Front-month natural gas futures for settlement in October traded at $3.955 per million British thermal units (mBtu), down 0.73% for the day. Prices ranged from $3.939 to $3.994 per mBtu. The contract added 2.79% on Tuesday and a further 2.19% on Monday.

The ominous Canadian weather system stoked some early heating hype for natural gas trade, resulting in the sizable rally since Monday, though the severe cold will not last and will induce heating only in lightly populated areas, while at the same time killing cooling demand over much wider areas, with a much higher population.

“The strong Canadian weather system will finally track across the US over the next several days … bringing very comfortable temperatures to the southern US and driving with much lower than normal cooling demand,” analysts at NatGasWeather.com wrote in a note to clients today. “We continue to believe any early winter season hype is unwarranted as weather patterns by early next week will be very pleasant.”
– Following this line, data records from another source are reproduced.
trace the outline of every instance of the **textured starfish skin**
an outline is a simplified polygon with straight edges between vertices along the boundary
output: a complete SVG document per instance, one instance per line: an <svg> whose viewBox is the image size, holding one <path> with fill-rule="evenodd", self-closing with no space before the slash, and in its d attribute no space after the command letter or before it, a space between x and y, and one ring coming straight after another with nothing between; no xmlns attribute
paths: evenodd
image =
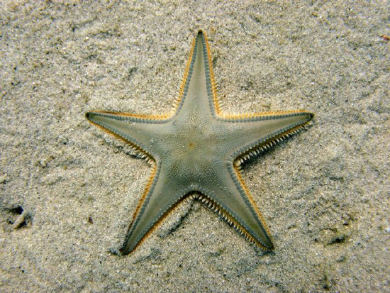
<svg viewBox="0 0 390 293"><path fill-rule="evenodd" d="M218 211L250 242L264 250L274 249L268 228L241 179L240 165L298 132L313 114L306 111L223 113L207 38L201 31L193 41L171 114L92 111L86 117L129 143L152 165L122 253L133 251L189 194Z"/></svg>

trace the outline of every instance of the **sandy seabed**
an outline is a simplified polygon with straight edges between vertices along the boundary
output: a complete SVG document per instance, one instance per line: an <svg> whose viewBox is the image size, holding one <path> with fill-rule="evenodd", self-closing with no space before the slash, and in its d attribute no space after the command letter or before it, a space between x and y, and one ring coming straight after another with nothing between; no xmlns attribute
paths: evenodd
<svg viewBox="0 0 390 293"><path fill-rule="evenodd" d="M243 2L0 4L1 292L390 291L390 4ZM169 111L199 28L223 111L316 113L243 170L275 251L189 201L118 255L150 169L84 113Z"/></svg>

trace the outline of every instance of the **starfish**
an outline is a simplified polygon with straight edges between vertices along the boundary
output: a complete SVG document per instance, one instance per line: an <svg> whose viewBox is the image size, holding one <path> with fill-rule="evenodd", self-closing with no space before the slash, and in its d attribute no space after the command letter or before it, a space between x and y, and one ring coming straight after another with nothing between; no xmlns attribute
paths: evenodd
<svg viewBox="0 0 390 293"><path fill-rule="evenodd" d="M250 243L274 249L271 234L241 175L243 164L304 128L303 111L223 112L206 33L192 42L179 97L167 114L95 111L87 118L123 140L151 166L150 177L120 251L132 252L184 198L216 211Z"/></svg>

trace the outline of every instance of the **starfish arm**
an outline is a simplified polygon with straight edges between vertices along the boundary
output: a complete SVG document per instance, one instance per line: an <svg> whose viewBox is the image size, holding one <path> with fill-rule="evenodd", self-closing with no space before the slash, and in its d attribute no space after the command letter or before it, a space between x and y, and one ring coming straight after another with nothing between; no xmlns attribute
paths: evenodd
<svg viewBox="0 0 390 293"><path fill-rule="evenodd" d="M121 253L126 255L135 249L191 190L191 186L176 182L172 173L157 162L134 213Z"/></svg>
<svg viewBox="0 0 390 293"><path fill-rule="evenodd" d="M210 49L206 33L202 31L198 32L192 43L180 94L175 104L178 114L183 111L211 117L219 111Z"/></svg>
<svg viewBox="0 0 390 293"><path fill-rule="evenodd" d="M129 143L136 152L152 157L157 155L152 150L152 138L169 120L161 119L165 118L161 116L104 111L88 112L86 117L92 124Z"/></svg>
<svg viewBox="0 0 390 293"><path fill-rule="evenodd" d="M286 138L304 128L313 116L308 111L291 111L224 118L235 126L231 128L230 138L233 159L264 150Z"/></svg>
<svg viewBox="0 0 390 293"><path fill-rule="evenodd" d="M272 250L265 221L233 162L216 170L210 177L213 180L199 189L206 199L202 201L211 203L211 207L250 242L264 250Z"/></svg>

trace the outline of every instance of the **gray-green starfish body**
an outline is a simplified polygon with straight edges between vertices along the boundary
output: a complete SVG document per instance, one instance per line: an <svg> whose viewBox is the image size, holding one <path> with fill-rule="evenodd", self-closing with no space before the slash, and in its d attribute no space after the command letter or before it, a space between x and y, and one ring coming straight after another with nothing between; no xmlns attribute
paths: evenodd
<svg viewBox="0 0 390 293"><path fill-rule="evenodd" d="M207 38L201 31L194 40L172 114L94 111L86 116L130 143L152 167L121 248L123 254L133 251L189 194L217 211L250 242L273 250L270 233L241 179L240 165L299 131L313 114L305 111L222 113Z"/></svg>

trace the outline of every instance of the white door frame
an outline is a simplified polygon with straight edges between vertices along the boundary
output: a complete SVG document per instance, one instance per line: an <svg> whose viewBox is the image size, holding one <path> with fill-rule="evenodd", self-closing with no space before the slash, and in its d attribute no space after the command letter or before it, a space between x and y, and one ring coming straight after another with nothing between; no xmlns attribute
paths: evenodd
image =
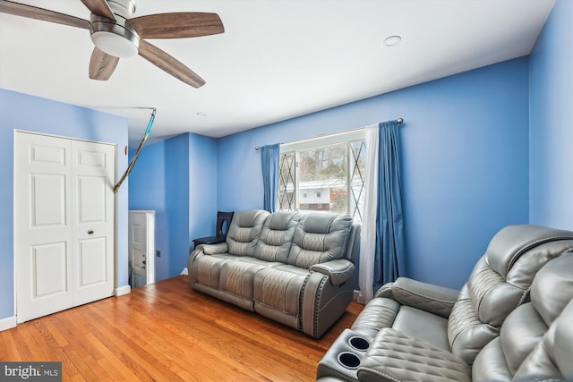
<svg viewBox="0 0 573 382"><path fill-rule="evenodd" d="M35 134L35 135L40 135L40 136L46 136L46 137L54 137L54 138L60 138L60 139L64 139L64 140L75 140L75 141L81 141L81 142L93 142L93 143L98 143L98 144L104 144L104 145L109 145L109 146L113 146L114 147L114 170L113 170L113 182L116 182L117 180L117 144L115 143L109 143L109 142L103 142L103 141L98 141L98 140L85 140L85 139L79 139L79 138L73 138L73 137L67 137L67 136L62 136L62 135L56 135L56 134L49 134L49 133L44 133L44 132L30 132L30 131L25 131L25 130L21 130L21 129L14 129L14 142L13 142L13 147L14 147L14 157L16 155L16 145L15 145L15 141L16 141L16 134L18 133L27 133L27 134ZM14 158L13 158L13 160ZM16 168L15 168L15 161L14 161L14 169L13 171L15 172ZM14 195L16 194L16 192L18 192L18 190L16 190L16 183L14 182L14 185L13 185L13 192ZM114 292L115 295L121 295L121 294L125 294L127 292L123 292L122 288L118 288L118 256L117 256L117 235L118 235L118 224L117 224L117 218L118 218L118 214L117 214L117 195L115 193L114 193L114 197L113 197L113 209L114 209L114 217L113 217L113 277L114 277ZM13 199L13 204L14 204L14 199ZM14 227L13 230L13 242L16 242L16 213L17 210L15 208L13 209L13 225ZM14 247L14 250L13 252L13 301L14 301L14 317L16 318L18 316L18 297L17 297L17 293L18 293L18 285L17 285L17 273L18 273L18 269L17 269L17 263L18 261L16 260L16 250L15 250L15 247ZM122 293L119 293L120 289L122 289Z"/></svg>

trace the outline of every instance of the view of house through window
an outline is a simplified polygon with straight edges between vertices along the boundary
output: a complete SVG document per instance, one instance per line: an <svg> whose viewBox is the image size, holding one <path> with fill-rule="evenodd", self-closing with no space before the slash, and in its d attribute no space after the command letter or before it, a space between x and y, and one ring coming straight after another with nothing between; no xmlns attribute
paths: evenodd
<svg viewBox="0 0 573 382"><path fill-rule="evenodd" d="M362 220L363 130L281 145L278 210L329 211Z"/></svg>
This week’s cold spell will likely have a positive impact on upcoming natgas inventory builds. Analysts project this Thursday’s EIA report will post the 21-st straight week of above average builds for natgas inventories, after last week the deficit to the 5-year average volume was narrowed to only 15.4%, down from a record 50% in March.

Next week’s report, which will cover builds this week, will probably start a series of much bigger than average injections, as the market enters Fall shoulder season.

“It is not unreasonable to think there are potentially at least 7-8 straight weeks of fairly big builds to come, with most, if not all, being much larger than normal,” the analysts at NatGasWeather.com wrote.

US weather outlook

A quite cool Canadian system is already tracking through the northwestern US and will have reached the central US by Wednesday, bringing temps down some 10-20 degrees over the Midwest and North Plains, as well as bringing heavy showers and thunderstorms, with secondary cooling later on over the Southeast and the East Coast. Temperature troughs could reach as low as 30-40 Fahrenheit, which will spur heating in some areas. The far South and the West will see mostly seasonal weather, and overall cooling demand will be dropping from moderate to low.

“The coldest air will remain over the northern Plains and into Minnesota, and will be a secondary weather system that follows late Sunday and into Monday for the Great Lakes where temperatures could again drop into the 30s,” NatGasWeather.com analysts wrote. “There will be hot temperatures over high population southern California cities at times over the next few weeks.”